醤油は発酵や熟成が進むほど赤味が増すので、
温度管理がしやすいタンクで仕込むほうが、淡い色を出しやすいのです。
醤油の原料である大豆と小麦を、麹菌をはじめとする微生物の力のみで
発酵・熟成させるのが本醸造。天然醸造というのは、
そのうち醸造を促進させる酵素や食品添加物を使用しないものを指します。
ですから、四季の温度変化のなかで天然醸造にこだわって淡口醤油をつくるのは、
とても難しいことなのです。
機械で管理したほうが淡い色が出しやすいのに、なぜ天然醸造にこだわるのか。
その理由は、末廣醤油が自然食品の販売に携わる人たちと歩んできたことにあります。
末廣卓也社長はこう話します。
「自然食品を販売する人から、昭和40年頃に国産丸大豆や小麦を持ち込まれ、
添加物が入っていない醤油をつくってほしいと依頼がありました。
その約10年後に、全国的に醤油の仕込みを共同化させようという動きになったのですが、
共同工場では自然食品を求めるお客様の要望に沿う醤油がつくれなかったので、
うちで仕込みをし続けたのです」
こうして、末廣醤油は国産丸大豆と小麦を使い、
添加物も入れない天然醸造の醤油に特化した蔵元になったのでした。
天然醸造の蔵になくてはならない存在が、工場長の木村俊一さん。
微生物の世界を探求し続ける木村さんは
「醤油のつくり方は複雑だから面白いんです。
『醤油は放っておいたらできる』と言う人もいます。
たしかにみりんやお酢みたいに、何工程も踏むわけじゃない。
桶に材料を入れ、数か月後に絞る。

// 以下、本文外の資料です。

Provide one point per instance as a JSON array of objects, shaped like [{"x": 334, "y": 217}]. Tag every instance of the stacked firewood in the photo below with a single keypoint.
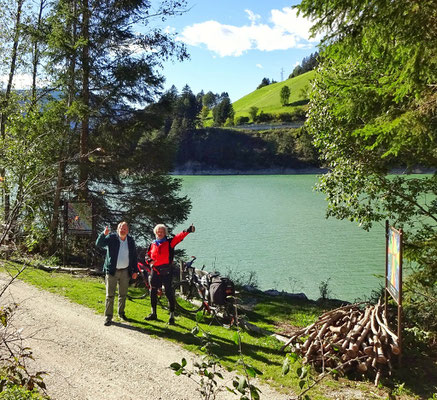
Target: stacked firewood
[{"x": 349, "y": 338}]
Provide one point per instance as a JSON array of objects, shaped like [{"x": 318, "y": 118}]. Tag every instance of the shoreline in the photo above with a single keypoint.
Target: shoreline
[{"x": 197, "y": 169}]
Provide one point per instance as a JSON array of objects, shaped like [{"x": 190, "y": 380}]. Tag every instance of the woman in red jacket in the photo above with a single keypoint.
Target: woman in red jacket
[{"x": 160, "y": 258}]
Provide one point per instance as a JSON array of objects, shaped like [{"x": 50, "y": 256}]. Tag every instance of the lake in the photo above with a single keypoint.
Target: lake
[{"x": 275, "y": 225}]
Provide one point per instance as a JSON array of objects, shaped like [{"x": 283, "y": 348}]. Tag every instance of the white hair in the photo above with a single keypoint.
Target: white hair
[{"x": 155, "y": 229}]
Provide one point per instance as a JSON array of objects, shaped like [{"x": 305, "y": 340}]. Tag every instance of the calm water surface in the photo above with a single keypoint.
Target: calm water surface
[{"x": 275, "y": 225}]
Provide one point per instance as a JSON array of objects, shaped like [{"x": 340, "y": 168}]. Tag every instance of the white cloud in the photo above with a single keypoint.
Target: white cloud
[
  {"x": 252, "y": 16},
  {"x": 285, "y": 30}
]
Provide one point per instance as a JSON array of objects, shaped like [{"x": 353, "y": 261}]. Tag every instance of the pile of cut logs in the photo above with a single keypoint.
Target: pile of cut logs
[{"x": 349, "y": 338}]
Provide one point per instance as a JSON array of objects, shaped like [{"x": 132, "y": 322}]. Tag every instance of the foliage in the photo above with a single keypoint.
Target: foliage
[
  {"x": 372, "y": 109},
  {"x": 91, "y": 133},
  {"x": 242, "y": 120},
  {"x": 17, "y": 380},
  {"x": 270, "y": 313},
  {"x": 207, "y": 370},
  {"x": 285, "y": 95}
]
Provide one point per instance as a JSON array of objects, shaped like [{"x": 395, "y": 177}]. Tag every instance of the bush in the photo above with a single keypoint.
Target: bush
[{"x": 242, "y": 120}]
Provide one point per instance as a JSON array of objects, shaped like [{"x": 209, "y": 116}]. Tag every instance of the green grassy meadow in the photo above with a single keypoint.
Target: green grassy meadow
[{"x": 267, "y": 98}]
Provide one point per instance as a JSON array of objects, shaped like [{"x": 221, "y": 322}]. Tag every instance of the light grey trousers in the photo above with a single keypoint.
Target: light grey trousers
[{"x": 122, "y": 278}]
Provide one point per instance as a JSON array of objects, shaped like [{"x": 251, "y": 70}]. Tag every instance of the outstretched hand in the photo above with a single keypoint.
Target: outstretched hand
[{"x": 191, "y": 229}]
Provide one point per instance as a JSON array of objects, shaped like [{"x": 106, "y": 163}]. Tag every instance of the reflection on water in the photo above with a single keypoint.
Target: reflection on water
[{"x": 275, "y": 225}]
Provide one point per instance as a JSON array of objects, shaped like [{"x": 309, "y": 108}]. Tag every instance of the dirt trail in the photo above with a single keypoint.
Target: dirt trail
[{"x": 86, "y": 360}]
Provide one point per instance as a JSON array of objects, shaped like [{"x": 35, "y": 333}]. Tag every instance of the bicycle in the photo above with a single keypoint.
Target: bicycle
[
  {"x": 192, "y": 295},
  {"x": 141, "y": 288}
]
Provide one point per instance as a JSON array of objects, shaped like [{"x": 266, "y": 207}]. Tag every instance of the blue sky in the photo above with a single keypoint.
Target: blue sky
[{"x": 233, "y": 45}]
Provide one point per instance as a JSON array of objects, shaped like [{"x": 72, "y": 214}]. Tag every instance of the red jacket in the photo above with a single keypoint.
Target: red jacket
[{"x": 160, "y": 254}]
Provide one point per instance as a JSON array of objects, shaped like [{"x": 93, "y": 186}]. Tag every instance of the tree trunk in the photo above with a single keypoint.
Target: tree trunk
[
  {"x": 54, "y": 223},
  {"x": 83, "y": 175},
  {"x": 5, "y": 104}
]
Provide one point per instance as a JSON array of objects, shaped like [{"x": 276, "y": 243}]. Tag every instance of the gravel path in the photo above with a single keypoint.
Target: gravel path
[{"x": 86, "y": 360}]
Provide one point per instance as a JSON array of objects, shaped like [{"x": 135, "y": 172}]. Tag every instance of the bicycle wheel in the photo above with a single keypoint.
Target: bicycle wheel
[
  {"x": 187, "y": 297},
  {"x": 139, "y": 290},
  {"x": 162, "y": 299}
]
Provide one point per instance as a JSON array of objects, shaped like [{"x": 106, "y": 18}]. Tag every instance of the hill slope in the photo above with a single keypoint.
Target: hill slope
[{"x": 268, "y": 100}]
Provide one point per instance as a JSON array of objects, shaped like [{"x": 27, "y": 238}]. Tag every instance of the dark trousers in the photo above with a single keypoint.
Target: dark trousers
[{"x": 156, "y": 281}]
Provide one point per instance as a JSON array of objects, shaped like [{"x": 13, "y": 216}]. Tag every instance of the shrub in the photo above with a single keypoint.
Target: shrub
[{"x": 242, "y": 120}]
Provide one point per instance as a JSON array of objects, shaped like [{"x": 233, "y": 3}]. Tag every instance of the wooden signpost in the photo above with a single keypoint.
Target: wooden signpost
[{"x": 393, "y": 274}]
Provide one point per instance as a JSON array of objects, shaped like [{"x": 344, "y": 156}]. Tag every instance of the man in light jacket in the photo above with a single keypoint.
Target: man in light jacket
[{"x": 120, "y": 265}]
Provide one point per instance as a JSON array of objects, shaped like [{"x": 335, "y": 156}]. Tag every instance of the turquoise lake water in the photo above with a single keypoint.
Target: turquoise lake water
[{"x": 275, "y": 225}]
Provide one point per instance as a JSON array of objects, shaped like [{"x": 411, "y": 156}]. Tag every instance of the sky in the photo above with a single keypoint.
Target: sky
[{"x": 234, "y": 44}]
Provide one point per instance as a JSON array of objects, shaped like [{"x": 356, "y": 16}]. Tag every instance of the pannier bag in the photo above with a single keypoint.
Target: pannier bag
[{"x": 219, "y": 288}]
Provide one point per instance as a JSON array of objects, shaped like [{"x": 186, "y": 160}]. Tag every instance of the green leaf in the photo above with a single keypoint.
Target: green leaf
[
  {"x": 254, "y": 392},
  {"x": 285, "y": 366},
  {"x": 250, "y": 371},
  {"x": 199, "y": 316},
  {"x": 242, "y": 384},
  {"x": 175, "y": 366}
]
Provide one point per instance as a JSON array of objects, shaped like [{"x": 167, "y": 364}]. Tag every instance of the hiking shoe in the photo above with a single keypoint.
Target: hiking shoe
[{"x": 151, "y": 317}]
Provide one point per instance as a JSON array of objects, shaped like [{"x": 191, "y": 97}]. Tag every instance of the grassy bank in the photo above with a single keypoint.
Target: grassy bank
[{"x": 272, "y": 314}]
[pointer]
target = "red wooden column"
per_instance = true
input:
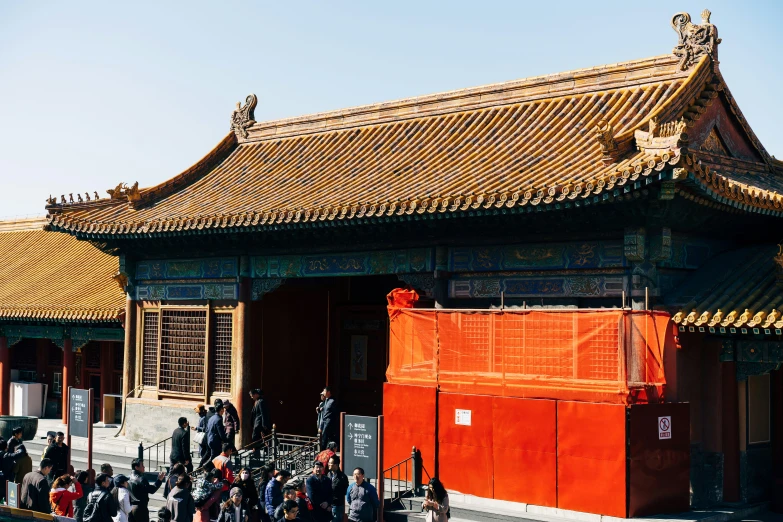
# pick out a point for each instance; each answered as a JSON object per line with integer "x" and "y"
{"x": 106, "y": 371}
{"x": 5, "y": 377}
{"x": 69, "y": 373}
{"x": 241, "y": 363}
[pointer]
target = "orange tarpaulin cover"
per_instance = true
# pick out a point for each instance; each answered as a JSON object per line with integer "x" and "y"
{"x": 591, "y": 355}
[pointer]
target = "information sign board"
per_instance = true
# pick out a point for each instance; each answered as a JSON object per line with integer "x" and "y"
{"x": 79, "y": 413}
{"x": 360, "y": 445}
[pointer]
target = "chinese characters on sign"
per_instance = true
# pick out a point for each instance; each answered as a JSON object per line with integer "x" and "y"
{"x": 462, "y": 417}
{"x": 79, "y": 414}
{"x": 664, "y": 428}
{"x": 361, "y": 445}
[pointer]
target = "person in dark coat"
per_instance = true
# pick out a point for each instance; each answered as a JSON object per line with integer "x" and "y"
{"x": 362, "y": 498}
{"x": 3, "y": 480}
{"x": 230, "y": 421}
{"x": 35, "y": 489}
{"x": 306, "y": 509}
{"x": 175, "y": 471}
{"x": 233, "y": 510}
{"x": 216, "y": 431}
{"x": 140, "y": 491}
{"x": 330, "y": 418}
{"x": 83, "y": 478}
{"x": 259, "y": 416}
{"x": 204, "y": 415}
{"x": 273, "y": 494}
{"x": 106, "y": 506}
{"x": 339, "y": 488}
{"x": 180, "y": 445}
{"x": 180, "y": 501}
{"x": 57, "y": 452}
{"x": 244, "y": 481}
{"x": 319, "y": 490}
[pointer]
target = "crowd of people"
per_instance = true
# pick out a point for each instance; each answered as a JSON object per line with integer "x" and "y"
{"x": 219, "y": 494}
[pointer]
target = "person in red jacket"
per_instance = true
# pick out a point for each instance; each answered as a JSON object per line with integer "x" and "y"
{"x": 61, "y": 498}
{"x": 223, "y": 463}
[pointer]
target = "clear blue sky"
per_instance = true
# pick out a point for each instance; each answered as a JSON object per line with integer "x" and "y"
{"x": 94, "y": 93}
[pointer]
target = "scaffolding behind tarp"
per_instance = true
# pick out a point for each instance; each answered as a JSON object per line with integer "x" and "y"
{"x": 611, "y": 355}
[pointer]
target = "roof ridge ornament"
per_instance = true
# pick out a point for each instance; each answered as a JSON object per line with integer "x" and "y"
{"x": 243, "y": 116}
{"x": 669, "y": 136}
{"x": 695, "y": 41}
{"x": 604, "y": 133}
{"x": 123, "y": 191}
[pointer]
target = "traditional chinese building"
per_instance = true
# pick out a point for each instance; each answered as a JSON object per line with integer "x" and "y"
{"x": 61, "y": 316}
{"x": 635, "y": 184}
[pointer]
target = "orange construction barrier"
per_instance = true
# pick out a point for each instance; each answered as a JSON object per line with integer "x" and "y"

それだけかもしれません。
でも、単純な工程のなかで、菌が複雑に働きあって、もろみを変化させています。
だから人が変化を見極めながら適切に手を入れる。
その頃合いが職人技なのです」と話します。
木村俊一工場長(左)と末廣卓也社長(右)。
天然醸造の淡口醤油にこだわる末廣醤油の代表的商品が「淡紫(うすむらさき)」。
「僕はいまは何にでも『淡紫』をかけているんです。
特に好きなのはローストビーフにかけること。
定番の卵かけご飯にかけても、卵の味がよくわかるようになりますよ」と末廣社長。
添加物や機械に頼らず、国産の原料と熟練の技で最高の醤油をつくり続けています。